Mehdi Amini via llvm-dev llvm-dev at lists.llvm.org
Fri Jul 8 16:30:36 PDT 2016


> On Jul 8, 2016, at 2:18 PM, David Jones via llvm-dev <llvm-dev at lists.llvm.org> wrote:
> 
> For my project, the step of using LLVM to optimize and generate machine code for a module is much slower than everything else. I realize a significant performance improvement if I can do "incremental compilation" and avoid invoking the LLVM code generator if the underlying object has not changed.
> 
> My current strategy is as follows: for each module:
> - write bitcode out to "module.bc.new"
> - if "module.bc" exists, then compare (byte-by-byte) with "module.bc.new".  If they match, then skip compilation
> - move "module.bc.new" to "module.bc" (known to be different at this point)
> - generate "module.o" (expensive step)
> 
> However, I am finding that occasionally I will write out different bitcode for the same input, which causes gratuitous recompilation.  If I run llvm-dis on "module.bc" and "module.bc.new" in these cases, the output is identical, as expected.
> 
> Is it expected that the actual bitcode may change from run to run, perhaps as a result of ASLR?

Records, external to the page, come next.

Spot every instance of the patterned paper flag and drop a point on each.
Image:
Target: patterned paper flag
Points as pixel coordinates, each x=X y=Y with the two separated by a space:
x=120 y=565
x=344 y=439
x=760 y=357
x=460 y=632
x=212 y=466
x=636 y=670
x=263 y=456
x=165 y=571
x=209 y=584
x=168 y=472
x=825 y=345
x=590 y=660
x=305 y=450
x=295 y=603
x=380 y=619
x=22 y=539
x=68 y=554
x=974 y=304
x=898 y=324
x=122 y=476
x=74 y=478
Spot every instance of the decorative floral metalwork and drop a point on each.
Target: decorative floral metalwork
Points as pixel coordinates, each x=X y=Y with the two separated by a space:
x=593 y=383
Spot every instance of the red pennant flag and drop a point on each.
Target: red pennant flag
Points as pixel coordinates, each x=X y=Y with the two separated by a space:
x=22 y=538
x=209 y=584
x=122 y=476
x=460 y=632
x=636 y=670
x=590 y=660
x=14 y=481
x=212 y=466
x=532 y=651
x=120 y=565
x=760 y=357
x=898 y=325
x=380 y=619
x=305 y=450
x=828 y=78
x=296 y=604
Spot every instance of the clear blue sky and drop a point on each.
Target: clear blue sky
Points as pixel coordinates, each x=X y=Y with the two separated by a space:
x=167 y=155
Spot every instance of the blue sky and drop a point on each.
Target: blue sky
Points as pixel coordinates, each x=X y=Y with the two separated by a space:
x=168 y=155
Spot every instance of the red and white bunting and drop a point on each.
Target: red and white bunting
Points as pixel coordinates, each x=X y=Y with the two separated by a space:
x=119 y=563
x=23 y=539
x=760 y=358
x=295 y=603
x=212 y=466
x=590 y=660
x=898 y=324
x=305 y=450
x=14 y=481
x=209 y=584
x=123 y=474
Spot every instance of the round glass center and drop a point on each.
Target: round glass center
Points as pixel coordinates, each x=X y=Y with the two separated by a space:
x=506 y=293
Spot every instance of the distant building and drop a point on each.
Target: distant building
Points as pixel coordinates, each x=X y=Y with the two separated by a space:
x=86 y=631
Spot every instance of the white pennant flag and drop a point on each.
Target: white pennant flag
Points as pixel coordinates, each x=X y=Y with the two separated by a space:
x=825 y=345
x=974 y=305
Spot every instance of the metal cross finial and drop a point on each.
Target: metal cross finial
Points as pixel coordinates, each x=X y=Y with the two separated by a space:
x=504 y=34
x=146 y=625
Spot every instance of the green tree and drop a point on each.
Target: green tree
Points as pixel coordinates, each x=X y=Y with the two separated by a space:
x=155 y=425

No, for instance it is not expected that clang would generate a different bitcode.
I assume you’re using your own fronted to generate the IR? You may not be deterministic when creating it. 

Diffing the output of "llvm-bcanalyzer -dump” may help.


> 
> Is there a better way for me to check that a Module* structure just built is (not) identical to that from a previous run?

You may check what we do with ThinLTO (lib/LTO/ThinLTOCodeGenerator) to perform incremental LTO, i.e. hashing the module content and checking on disk if it exists. This may or may not be able to be included nicely into your flow better than scripting for instance.